Işıkotokrasi

KEMAL ÖZER
Abone Ol

Mason İsmet İnönü tarafından belirlenen 27 Mayıs darbesinin üyelerinin çoğunluğu mason ve kripto idi. Bir bölümü ise “Kazım Karabekir’in gürbüzleri” olarak anılan ve harp okuluna alınan Ermeni yetimlerden oluşmaktaydı.

Kendileri gittikten sonra, seçilmiş iktidarları kontrol etmek için 27 Mayıs cuntacıları, 1961 yılında Anayasa Mahkemesi’ni kurma kararı aldılar.

  • Amaç, sivillerce idare edilen Türkiye Büyük Millet Meclisi’nin üzerinde giyotin görevi görmesiydi. Ayrıca “Yüce Divan” sıfatı verilen Mahkeme’nin atanmış üyeleri, bu sayede siyasetçileri muhakeme edecek, yine sivil siyaseti yani siyasi partileri kapatabilecekti. Öyle de oldu.

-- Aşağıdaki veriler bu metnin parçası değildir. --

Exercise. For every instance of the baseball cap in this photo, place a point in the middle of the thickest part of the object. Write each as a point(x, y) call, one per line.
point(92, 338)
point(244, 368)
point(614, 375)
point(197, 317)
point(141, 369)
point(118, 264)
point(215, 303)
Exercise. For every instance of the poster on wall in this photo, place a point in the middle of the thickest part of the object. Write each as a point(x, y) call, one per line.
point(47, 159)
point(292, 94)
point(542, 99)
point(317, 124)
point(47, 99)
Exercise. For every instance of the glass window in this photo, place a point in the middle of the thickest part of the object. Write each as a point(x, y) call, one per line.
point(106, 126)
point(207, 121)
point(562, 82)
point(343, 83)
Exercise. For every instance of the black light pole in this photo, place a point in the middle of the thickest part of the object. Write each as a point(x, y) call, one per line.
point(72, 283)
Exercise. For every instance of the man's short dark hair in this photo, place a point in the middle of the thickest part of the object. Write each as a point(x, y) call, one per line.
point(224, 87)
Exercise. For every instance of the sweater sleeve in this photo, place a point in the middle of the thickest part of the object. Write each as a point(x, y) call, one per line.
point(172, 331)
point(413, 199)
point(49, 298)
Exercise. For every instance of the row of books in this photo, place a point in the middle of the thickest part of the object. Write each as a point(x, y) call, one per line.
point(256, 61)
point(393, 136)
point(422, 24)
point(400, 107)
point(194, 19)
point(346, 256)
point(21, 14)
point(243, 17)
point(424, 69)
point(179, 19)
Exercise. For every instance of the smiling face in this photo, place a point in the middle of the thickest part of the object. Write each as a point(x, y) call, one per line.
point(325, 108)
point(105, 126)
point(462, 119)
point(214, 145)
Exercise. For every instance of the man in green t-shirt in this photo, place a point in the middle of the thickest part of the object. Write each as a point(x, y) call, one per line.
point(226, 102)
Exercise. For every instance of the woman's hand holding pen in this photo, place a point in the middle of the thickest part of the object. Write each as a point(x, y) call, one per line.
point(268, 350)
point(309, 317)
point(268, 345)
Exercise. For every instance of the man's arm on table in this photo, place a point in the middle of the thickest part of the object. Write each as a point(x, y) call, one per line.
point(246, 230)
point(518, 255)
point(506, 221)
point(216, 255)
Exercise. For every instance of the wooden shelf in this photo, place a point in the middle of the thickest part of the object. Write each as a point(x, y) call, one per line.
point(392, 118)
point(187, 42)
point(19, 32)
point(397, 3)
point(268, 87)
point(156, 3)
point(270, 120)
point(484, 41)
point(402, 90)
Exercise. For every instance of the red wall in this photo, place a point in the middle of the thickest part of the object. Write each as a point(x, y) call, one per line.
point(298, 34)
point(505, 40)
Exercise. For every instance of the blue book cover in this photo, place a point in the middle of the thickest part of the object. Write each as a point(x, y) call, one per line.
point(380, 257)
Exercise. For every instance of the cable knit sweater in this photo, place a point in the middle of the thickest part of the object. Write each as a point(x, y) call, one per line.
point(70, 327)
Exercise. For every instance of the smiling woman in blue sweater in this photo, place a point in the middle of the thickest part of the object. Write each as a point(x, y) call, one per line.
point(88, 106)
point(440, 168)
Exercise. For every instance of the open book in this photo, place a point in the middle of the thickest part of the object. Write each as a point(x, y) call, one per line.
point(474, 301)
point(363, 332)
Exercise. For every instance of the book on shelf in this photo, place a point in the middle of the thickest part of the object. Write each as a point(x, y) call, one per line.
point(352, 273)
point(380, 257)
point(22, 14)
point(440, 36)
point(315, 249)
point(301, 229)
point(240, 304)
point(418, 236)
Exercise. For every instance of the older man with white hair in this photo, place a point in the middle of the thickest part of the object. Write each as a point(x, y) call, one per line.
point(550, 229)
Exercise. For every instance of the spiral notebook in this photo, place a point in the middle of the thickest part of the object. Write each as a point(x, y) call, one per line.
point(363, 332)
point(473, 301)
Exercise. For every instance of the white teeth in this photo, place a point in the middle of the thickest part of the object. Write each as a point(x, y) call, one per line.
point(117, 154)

Nasıl ki, Allah-ü Teâlâ, insanlara Kendinden bir ruh üfürmüştür, her varlığın üreticisi de o varlığa kendi kültür ve değerini üfler/yükler. Kendisine 27 Mayıs ruhu üflenen Anayasa Mahkemesi de yapısı gereği, ömrünün tüm dönemlerinde o ruhtan, o gayeden hiç sap(tırıl)madı.

Başörtüsü yasağı ve partileri kapatma örneklerinde olduğu üzere her zaman vesayetçilerin emrine âmâde olarak kendine yüklenen misyonun gereğini yaptı. Nasıl olmasın, genelkurmay başkanlarını, bakanları, başbakanları, devlet başkanlarını yargılama hakkını elinde tutan, TBMM’yi baypas eden ve orada üye iken kimsenin dokunamadığı bir güç, gerektiğinde darbe çığırtkanlığı da yapar, başka şeyler de…

Geçmişte sayısız örneğini gördük, bugün de görmekteyiz…

Seçilmiş sivil iradeye karşı ‘ışıkotokrasi’ ayarı geçmeye çalışan mahkeme üyesinin aldığı cesaret sadece iltisaklı olduğu yapıyla ilgili değil. Bu cesareti, üyesi olduğu ve el kaldırdığı mahkemenin Işıkçı ve ateşçilere nefes aldırıcı; MİT tırları ihaneti, Gezi kalkışması, S. Demirtaş ile E. Berberoğlu ihanetleri gibi kararlardan alıyor.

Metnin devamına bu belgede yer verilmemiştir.